Initially, Cordova denied interview requests and sent a statement to the New York Daily News that left many questions unanswered. Now, though, she came forward and did the interview to clear her name.
Lee has also issued a public statement. Lee’s original statement didn’t answer any of the specific questions about the private communication, and she’s denied The Daily Caller’s subsequent requests for comment or clarification. “I haven’t met Rep Weiner.
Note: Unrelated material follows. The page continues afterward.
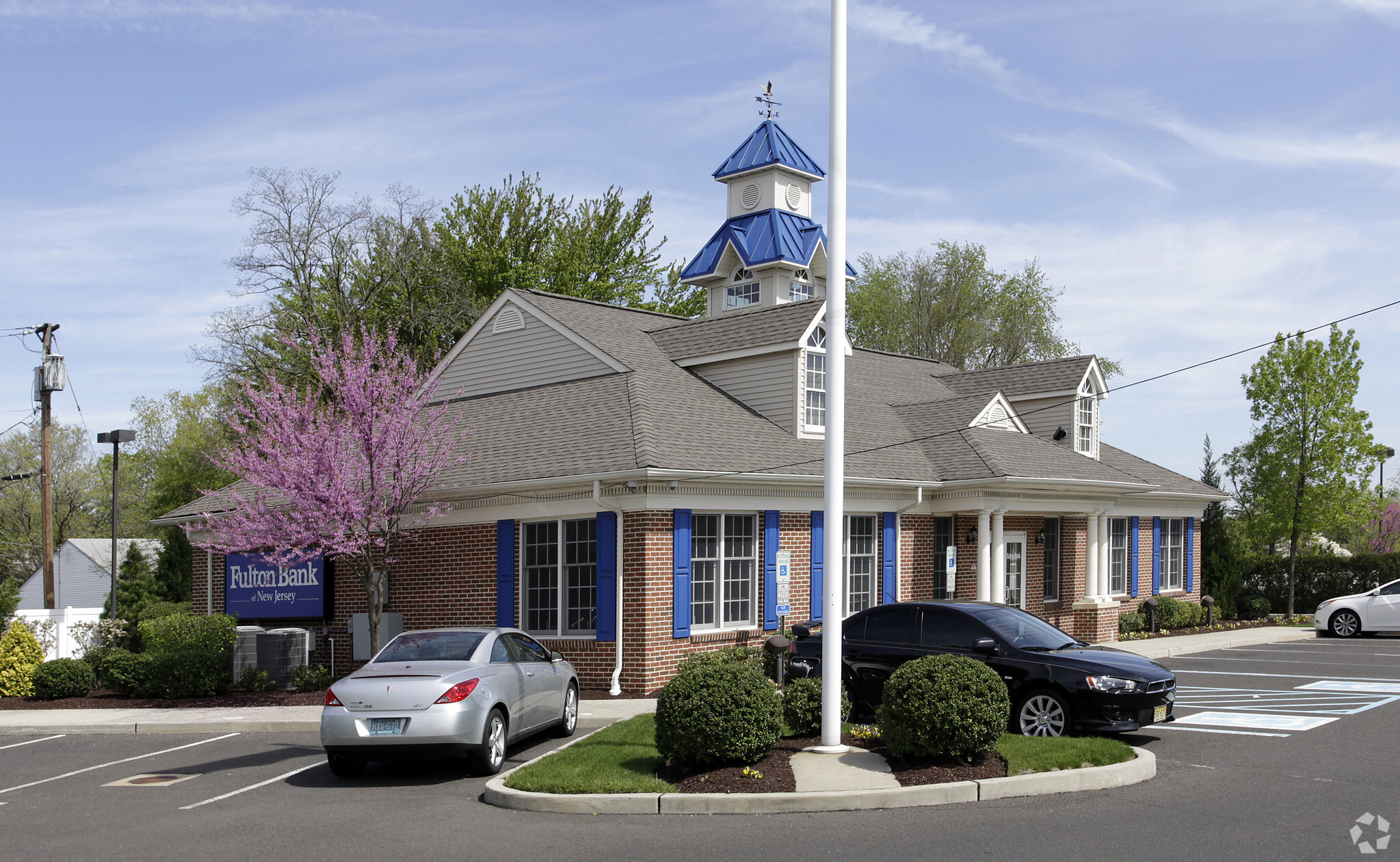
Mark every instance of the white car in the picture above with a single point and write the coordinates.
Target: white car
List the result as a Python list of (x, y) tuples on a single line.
[(1362, 613)]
I follow him on twitter because I support him & what he stands for,” Lee said in an email to TheDC on Wednesday morning. “I have been hounded by his political opponents but that hasn’t changed my view of him and what he fights for.”
Weiner said he “thinks” the private Twitter message to Lee in March was a “pro forma thing,” he claims to send to anyone “he follows” and that “that’s probably what she’s referring to.” But, neither will specifically answer with certainty what was in that message or if there has been other communications between them.